I tried to explain to him that any intelligent human being should know better than that, should realize that human rights refer to all humans and not just the privileged ones. When he tells me that women have the same rights as men when it comes to the constitution, I ask him if he truly believes that is happening in real life. Just like racism, sexism is a very prominent social issue, yet people think it’s not a problem. But, unlike racism, people take sexism very lightly. They don’t think it’s real. Even the smart and educated ones, like the Philosopher once told me. Society hides its oppression of women very well if you’re not looking for it. When people are willfully ignorant, they do not notice the little things that the oppressed do. Last year there was this girl in my class who would connect almost any piece of literature we studied to the oppression of women and feminism. The groans my male classmates would emit as soon as she made such a connection usually made it difficult to even hear her. They weren’t able to realize that these connections – even if far-fetched at some cases – were there, could easily be made if you were a woman. You could understand what the poet wanted to say because of how life and society had treated you just because you were born with a vagina. They wouldn’t even try to see how her connection could be valid or not. They wouldn’t evaluate it scientifically, just automatically declare it as invalid and say she was exaggerating.

I really do forget the people who are prominently constant in my life aren’t the only people I’ll ever make contact with, and it makes me sad. I do not realize the problem hits so close to home when I do not speak to them regularly. But then someone will make a sexist joke in class and I will not laugh, or will talk about a woman in a degrading way because of how she expresses her sexuality. A guy will make a joke that doesn’t sit right with me and I’ll scold him and in the end he’ll just walk away thinking I’m crazy. A guy will make a sexist comment in the middle of class when I will mutter to myself about how disgusting that was, my female classmates that sit close enough to hear me will look at me funnily and not comment.
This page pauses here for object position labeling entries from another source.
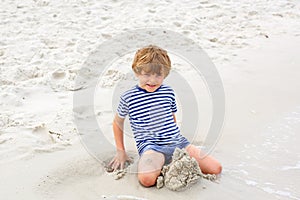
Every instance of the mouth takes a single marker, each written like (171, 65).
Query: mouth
(151, 86)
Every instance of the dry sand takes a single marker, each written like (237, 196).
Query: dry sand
(254, 45)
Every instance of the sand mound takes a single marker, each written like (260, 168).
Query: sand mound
(181, 172)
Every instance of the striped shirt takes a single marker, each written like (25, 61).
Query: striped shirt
(151, 116)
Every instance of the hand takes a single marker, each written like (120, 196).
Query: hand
(118, 162)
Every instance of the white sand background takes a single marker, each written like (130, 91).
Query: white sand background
(43, 44)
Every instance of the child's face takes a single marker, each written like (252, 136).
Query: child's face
(150, 81)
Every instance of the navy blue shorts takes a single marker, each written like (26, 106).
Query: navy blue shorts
(166, 150)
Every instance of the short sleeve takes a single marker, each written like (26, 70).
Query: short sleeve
(122, 109)
(173, 103)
I do come off as angry. Then people realize I’m a feminist. They fit me into a stereotype that only harms myself and my cause. Their doing that only adds up to my rage and the circle is never-ending. I cannot escape this prejudice. It’s really frustrating that people do not view the world and their fellow persons as I do.

I like my little bubble. I really do. Because when I get frustrated with the world I can go back to it until I’m calm. I can talk to my friends and together we can express our rage in a healthy way. I love that I can just vent to my best friend about incidents at school and she can tell me her own experiences, and in the end we can decide that people suck. There’s something comforting in the fact that there are people around you that think the same way you do. But I do wish my bubble was bigger. I wish it included dozens of people, people I may only speak to once per week. I wish more people realized we still need feminism.